3. Targeted Rewards: Dynamically link incentive payouts to the identified behaviors that positively impact business metrics.
4. Monitoring: Use dashboards, alerts and analytics to track results against set targets or benchmarks in real-time.
5. Acting on Insights: Use iterative feedback loops to make adjustments to incentive plans, quota targets or crediting rules based on changing business needs or sales performance data.
Example: An enterprise software company noticed mid-quarter that most of the deals booked by reps were under the 10-figure mark. Further analysis showed that reps were rushing low-value deals for an early win as most of the 10+ figure deals were still in the pipeline and might carry over.
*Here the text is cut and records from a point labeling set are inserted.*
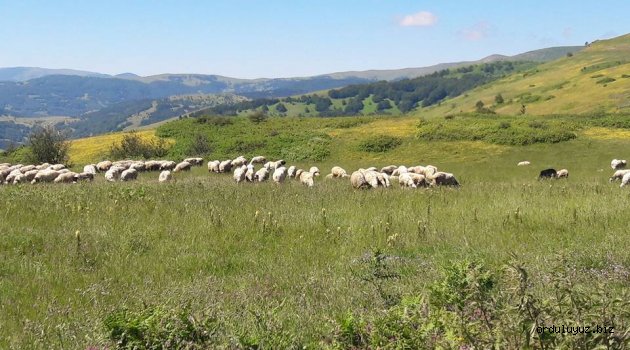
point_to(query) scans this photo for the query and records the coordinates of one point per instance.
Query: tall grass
(275, 266)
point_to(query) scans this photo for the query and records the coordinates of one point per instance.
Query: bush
(501, 130)
(381, 143)
(133, 146)
(48, 145)
(257, 117)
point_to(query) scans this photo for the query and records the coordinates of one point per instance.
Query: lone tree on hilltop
(48, 145)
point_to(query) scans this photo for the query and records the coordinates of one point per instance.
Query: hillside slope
(596, 79)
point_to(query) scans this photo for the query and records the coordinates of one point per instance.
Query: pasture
(205, 262)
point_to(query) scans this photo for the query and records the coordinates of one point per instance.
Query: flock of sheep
(244, 170)
(618, 165)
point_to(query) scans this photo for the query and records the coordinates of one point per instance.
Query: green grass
(285, 277)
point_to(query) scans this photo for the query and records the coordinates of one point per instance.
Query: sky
(274, 39)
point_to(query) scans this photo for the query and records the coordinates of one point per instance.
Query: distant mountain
(28, 73)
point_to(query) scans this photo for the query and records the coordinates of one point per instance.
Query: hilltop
(596, 79)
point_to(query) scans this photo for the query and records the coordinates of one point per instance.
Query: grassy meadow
(205, 263)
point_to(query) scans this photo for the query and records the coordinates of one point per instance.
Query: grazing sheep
(562, 174)
(182, 166)
(213, 166)
(57, 167)
(443, 179)
(165, 176)
(291, 171)
(617, 164)
(19, 179)
(306, 178)
(138, 165)
(240, 173)
(389, 169)
(104, 165)
(406, 181)
(258, 160)
(90, 168)
(249, 174)
(129, 174)
(196, 161)
(547, 174)
(26, 168)
(238, 161)
(225, 166)
(261, 175)
(418, 179)
(30, 175)
(45, 176)
(42, 166)
(279, 175)
(357, 179)
(618, 175)
(400, 170)
(338, 172)
(167, 165)
(113, 173)
(152, 165)
(85, 176)
(69, 177)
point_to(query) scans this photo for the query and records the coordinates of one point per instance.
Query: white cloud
(420, 19)
(476, 32)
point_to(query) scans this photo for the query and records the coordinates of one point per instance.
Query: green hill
(596, 79)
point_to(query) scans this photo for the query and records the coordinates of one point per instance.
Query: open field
(285, 266)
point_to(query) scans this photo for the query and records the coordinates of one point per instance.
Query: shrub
(48, 145)
(381, 143)
(133, 146)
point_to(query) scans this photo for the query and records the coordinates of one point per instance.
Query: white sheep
(225, 166)
(152, 165)
(238, 161)
(406, 181)
(291, 171)
(240, 173)
(258, 160)
(249, 174)
(279, 175)
(306, 178)
(165, 176)
(70, 177)
(618, 175)
(261, 175)
(562, 174)
(30, 175)
(617, 164)
(104, 165)
(338, 172)
(129, 174)
(213, 166)
(182, 166)
(46, 175)
(167, 165)
(389, 169)
(113, 173)
(400, 170)
(196, 161)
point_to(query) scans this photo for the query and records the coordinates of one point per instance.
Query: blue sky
(253, 39)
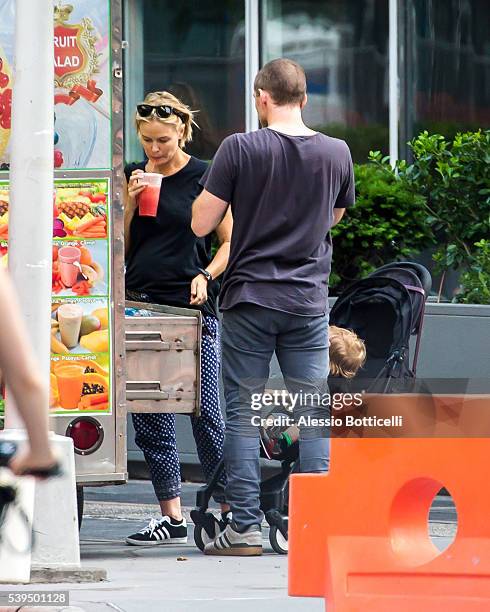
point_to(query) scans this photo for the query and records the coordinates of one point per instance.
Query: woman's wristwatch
(206, 274)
Leadership changed the quota target for the rest of the quarter, and rebalanced incentives for more emphasis on higher-value deals.
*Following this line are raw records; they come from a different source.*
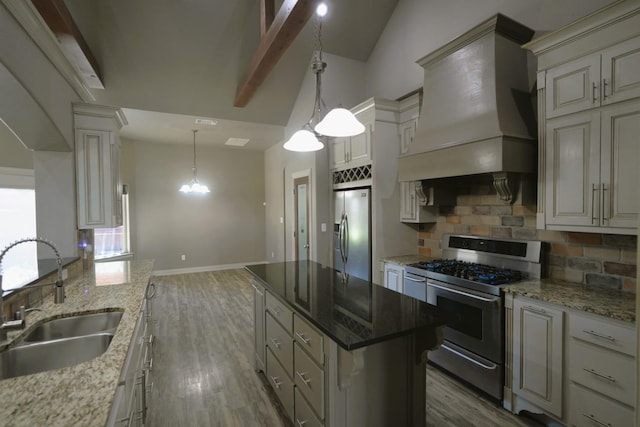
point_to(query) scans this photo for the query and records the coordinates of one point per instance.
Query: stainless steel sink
(47, 355)
(75, 326)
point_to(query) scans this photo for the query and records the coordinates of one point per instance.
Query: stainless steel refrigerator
(352, 232)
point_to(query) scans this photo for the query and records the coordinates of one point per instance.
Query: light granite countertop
(407, 259)
(80, 395)
(604, 302)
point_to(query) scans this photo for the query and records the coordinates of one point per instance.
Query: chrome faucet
(58, 290)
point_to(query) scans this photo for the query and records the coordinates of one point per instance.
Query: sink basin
(75, 326)
(44, 356)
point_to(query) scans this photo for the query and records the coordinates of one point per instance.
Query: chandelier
(338, 122)
(194, 186)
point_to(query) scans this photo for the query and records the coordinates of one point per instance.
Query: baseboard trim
(204, 269)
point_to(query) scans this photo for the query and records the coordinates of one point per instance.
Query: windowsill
(120, 257)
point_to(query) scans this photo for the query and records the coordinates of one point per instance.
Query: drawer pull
(301, 336)
(597, 335)
(275, 382)
(304, 380)
(595, 420)
(535, 309)
(594, 372)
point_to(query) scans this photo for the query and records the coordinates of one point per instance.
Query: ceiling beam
(286, 25)
(267, 13)
(59, 20)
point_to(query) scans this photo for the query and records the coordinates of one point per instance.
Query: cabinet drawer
(280, 312)
(309, 378)
(309, 339)
(603, 333)
(280, 382)
(280, 343)
(589, 409)
(304, 415)
(607, 372)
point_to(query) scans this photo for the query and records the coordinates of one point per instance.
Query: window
(112, 243)
(17, 221)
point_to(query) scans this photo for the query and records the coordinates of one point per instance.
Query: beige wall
(224, 227)
(12, 153)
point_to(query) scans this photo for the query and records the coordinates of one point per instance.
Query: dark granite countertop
(353, 313)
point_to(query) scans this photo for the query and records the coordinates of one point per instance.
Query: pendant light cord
(194, 154)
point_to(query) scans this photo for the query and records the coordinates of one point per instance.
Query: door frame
(306, 173)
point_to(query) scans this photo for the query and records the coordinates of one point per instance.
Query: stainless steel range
(466, 283)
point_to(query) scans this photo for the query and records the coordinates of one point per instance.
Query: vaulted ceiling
(167, 62)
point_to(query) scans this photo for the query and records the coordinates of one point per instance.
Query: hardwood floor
(203, 367)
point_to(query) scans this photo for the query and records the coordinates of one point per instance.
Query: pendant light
(339, 122)
(194, 185)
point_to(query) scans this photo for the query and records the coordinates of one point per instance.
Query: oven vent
(360, 173)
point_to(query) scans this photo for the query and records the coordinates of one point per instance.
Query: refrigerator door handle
(346, 238)
(340, 237)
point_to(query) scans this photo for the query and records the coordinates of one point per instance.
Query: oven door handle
(464, 356)
(444, 288)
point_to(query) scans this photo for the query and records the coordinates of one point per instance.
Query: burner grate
(481, 273)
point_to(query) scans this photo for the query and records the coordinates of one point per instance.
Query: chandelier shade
(303, 141)
(339, 122)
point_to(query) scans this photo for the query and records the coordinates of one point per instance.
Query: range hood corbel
(504, 183)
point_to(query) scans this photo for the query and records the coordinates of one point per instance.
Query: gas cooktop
(472, 271)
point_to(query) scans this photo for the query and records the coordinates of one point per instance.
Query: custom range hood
(477, 113)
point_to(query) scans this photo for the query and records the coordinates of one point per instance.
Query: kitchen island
(82, 394)
(341, 351)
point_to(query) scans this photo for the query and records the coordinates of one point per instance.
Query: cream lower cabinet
(319, 383)
(591, 170)
(394, 277)
(259, 326)
(130, 403)
(602, 372)
(575, 367)
(537, 354)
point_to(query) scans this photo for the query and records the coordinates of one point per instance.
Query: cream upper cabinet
(97, 151)
(537, 354)
(589, 110)
(573, 87)
(598, 79)
(591, 168)
(621, 72)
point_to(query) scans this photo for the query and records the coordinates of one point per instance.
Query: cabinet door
(537, 354)
(337, 148)
(98, 179)
(572, 170)
(620, 76)
(259, 327)
(393, 277)
(573, 87)
(619, 172)
(359, 151)
(408, 202)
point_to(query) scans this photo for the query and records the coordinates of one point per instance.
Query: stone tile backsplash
(605, 260)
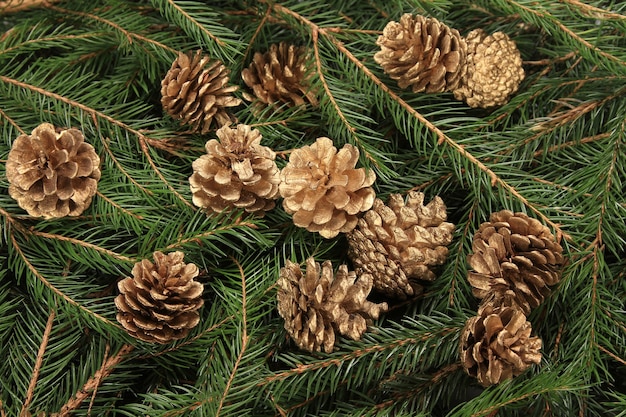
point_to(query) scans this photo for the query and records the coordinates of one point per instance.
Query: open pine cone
(52, 174)
(422, 53)
(399, 243)
(196, 95)
(317, 304)
(323, 190)
(160, 302)
(236, 172)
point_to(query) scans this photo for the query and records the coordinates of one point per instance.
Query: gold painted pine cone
(237, 172)
(52, 173)
(515, 259)
(399, 243)
(496, 345)
(160, 302)
(195, 91)
(323, 190)
(317, 304)
(422, 53)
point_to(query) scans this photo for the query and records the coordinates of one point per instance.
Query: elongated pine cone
(400, 243)
(422, 53)
(237, 172)
(323, 190)
(317, 304)
(52, 173)
(280, 75)
(496, 345)
(494, 70)
(160, 302)
(197, 96)
(515, 259)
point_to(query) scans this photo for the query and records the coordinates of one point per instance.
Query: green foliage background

The Objective: Deliver Predictable Revenue Growth through Continuous Incentive Alignment
1. Driving Predictable Revenue Growth: Continuous incentive optimization can proactively link sales behaviors to business outcomes.
2. Sales Engagement: Regular optimization cycles can keep sales teams aligned, engaged and motivated to close desired sales outcomes.
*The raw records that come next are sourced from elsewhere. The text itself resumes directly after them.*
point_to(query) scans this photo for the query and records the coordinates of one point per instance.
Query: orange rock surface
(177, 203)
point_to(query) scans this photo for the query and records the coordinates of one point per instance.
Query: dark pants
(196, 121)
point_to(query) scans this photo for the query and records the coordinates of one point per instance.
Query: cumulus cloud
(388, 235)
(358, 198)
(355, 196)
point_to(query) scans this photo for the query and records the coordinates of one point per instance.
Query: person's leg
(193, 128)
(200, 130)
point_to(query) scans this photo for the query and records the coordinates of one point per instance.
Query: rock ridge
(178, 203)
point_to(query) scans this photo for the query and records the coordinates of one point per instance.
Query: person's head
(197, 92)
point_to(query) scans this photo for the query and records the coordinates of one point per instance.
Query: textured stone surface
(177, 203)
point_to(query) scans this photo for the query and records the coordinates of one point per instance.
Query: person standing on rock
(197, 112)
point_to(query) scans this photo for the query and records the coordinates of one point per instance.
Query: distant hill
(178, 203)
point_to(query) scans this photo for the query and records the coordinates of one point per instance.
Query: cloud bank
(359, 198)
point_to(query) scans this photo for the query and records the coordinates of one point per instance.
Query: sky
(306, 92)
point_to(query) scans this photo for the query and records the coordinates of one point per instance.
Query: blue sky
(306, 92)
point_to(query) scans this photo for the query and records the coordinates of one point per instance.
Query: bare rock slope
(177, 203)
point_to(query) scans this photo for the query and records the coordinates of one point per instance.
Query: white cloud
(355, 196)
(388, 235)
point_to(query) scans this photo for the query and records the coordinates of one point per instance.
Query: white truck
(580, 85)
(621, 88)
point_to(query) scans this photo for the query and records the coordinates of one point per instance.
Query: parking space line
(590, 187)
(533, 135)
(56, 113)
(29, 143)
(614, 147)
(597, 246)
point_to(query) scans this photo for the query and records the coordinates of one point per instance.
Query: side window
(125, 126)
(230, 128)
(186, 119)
3. Closing the Feedback Loop: Actionable insights are also used to close the feedback loop with sales teams, create transparency and improve satisfaction with sales compensation design.
While the first phase of incentive design is focused on unifying the three pillars of sales crediting, quota, and incentives, the next natural phase for most businesses is to further close the loop with real-time or near-real-time feedback on quota attainment and target attainment, and adjust sales incentives accordingly.
Real-time Incentive Adjustments: How to Apply CII Best Practices
One of the exciting (and most powerful) aspects of CII is the ability to apply the derived insights and implement real-time changes. Here are some use-cases:
1. Quota Rebalancing: Based on mid-cycle sales performance or shifts in product portfolios, region focus, or other strategic needs.
2. Incentive Reallocation: Shifting more incentive dollars towards products, regions or customers that are underperforming or strategic.
3. Credit Rule Refinement: Make changes to credit allocation when multiple reps are involved on an opportunity to ensure fairness and maintain motivation.
Real-time, data-driven adjustments to incentive plans enable businesses to maintain predictable revenue growth while also building trust with sales teams with responsive, transparent sales compensation plans.
Benefits of CII: Continuous Incentive Optimization for Predictable Revenue Growth
1. Predictable Revenue: By closing the feedback loop in real-time, data driven changes to sales compensation can ensure continuous alignment between sales incentives and business needs.
2. Sales Engagement: Improved engagement and transparency with more visibility into sales performance, no surprises at close out, and better alignment with company’s strategic direction.
3. Behavioral Alignment: Ensuring sales behaviors are consistently driving desired business results like top-line revenue, profitability, or strategic focus
4. Operational Efficiency: CII leverages automation and insights-led decision making for iterative changes to sales plans and incentive parameters with minimal manual intervention.
The combined effect of unified design and real-time, data-driven optimization of sales incentives helps to build a consistent and closed-loop system of linking sales performance to broader company goals.
Continuous Incentive Intelligence: A Key to Unlock Predictable Revenue Growth
Uniting sales crediting, quotas, and incentive plans, and breaking operational silos, are a good first step in the evolution of an enterprise-grade sales compensation strategy. To truly drive predictable revenue growth, organizations must go a step further and look at CII or “Continuous Incentive Intelligence.”
CII is a powerful, holistic approach that uses real-time, data-driven insights to proactively connect sales behaviors with desired business outcomes through the three linked levers of data, behavior, and rewards. By applying these principles, businesses can move from a static, and often, a disjointed approach to sales compensation to a far more predictive and dynamic way of driving revenue growth.